GHM collar positions are structurally neutral (protective); the modeled P&L assumes European-style exercise at expiration and ignores early assignment, transaction costs, dividends paid before expiry on the stock leg (when present), and the bid-ask spread on the listed chain. GHM positions also carry Industrials sector concentration risk; news flow inside the sector (peer earnings, regulatory shifts, supply-chain headlines) can move GHM alongside the broader basket even when GHM-specific fundamentals are unchanged. Always rebuild the position from current GHM chain quotes before placing a trade.

Frequently asked questions

What is a collar on GHM?
A collar on GHM is the collar strategy applied to GHM (stock). The strategy is structurally neutral (protective): A collar pairs long stock with a protective out-of-the-money put financed by a short out-of-the-money call, capping both tails of the position around the current spot. With GHM stock trading near $98.59, the strikes shown on this page are snapped to the nearest listed GHM chain strike and the premiums come straight from the end-of-day bid/ask midpoint.
How are GHM collar max profit and max loss calculated?
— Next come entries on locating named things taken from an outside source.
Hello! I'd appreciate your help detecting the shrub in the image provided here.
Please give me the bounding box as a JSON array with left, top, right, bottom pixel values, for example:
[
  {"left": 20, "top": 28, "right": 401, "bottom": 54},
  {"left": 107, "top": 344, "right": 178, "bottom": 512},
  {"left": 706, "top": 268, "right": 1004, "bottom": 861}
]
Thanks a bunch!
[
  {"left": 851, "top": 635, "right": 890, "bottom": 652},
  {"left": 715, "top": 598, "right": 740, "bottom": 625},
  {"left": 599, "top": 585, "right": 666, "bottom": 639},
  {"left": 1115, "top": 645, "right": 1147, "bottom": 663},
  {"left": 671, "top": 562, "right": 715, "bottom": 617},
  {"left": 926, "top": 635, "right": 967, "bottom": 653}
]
Max profit roughly equals short-call strike minus cost basis plus net premium; max loss roughly equals cost basis minus long-put strike minus net premium. Breakeven shifts by the net premium. For the GHM collar priced from the end-of-day chain at a 30-day expiry (ATM IV 64.10%), the computed maximum profit is $596.00 per contract and the computed maximum loss is -$404.00 per contract. Live intraday quotes will differ as the chain moves through the trading session.
What is the breakeven for a GHM collar?
The breakeven for the GHM collar priced on this page is roughly $99.04 at expiration, derived from end-of-day chain premiums. Breakeven is the underlying price at which the strategy's P&L crosses zero ignoring transaction costs and assignment risk. The current GHM market-implied 1-standard-deviation expected move is approximately 18.38%; if the move sits well outside the breakeven distance, the structure's risk-reward becomes correspondingly tighter.
When should you consider a collar on GHM?
Collars on GHM hedge an existing long GHM stock position; the long put sets a floor while the short call finances it, often run as a near-zero-cost hedge during expected volatility windows.
How does current GHM implied volatility affect this collar?
GHM ATM IV is at 64.10% with IV rank near 31.72%, which is mid-range against its 1-year history. Strategy selection depends more on directional thesis and expected move than on a strong IV signal.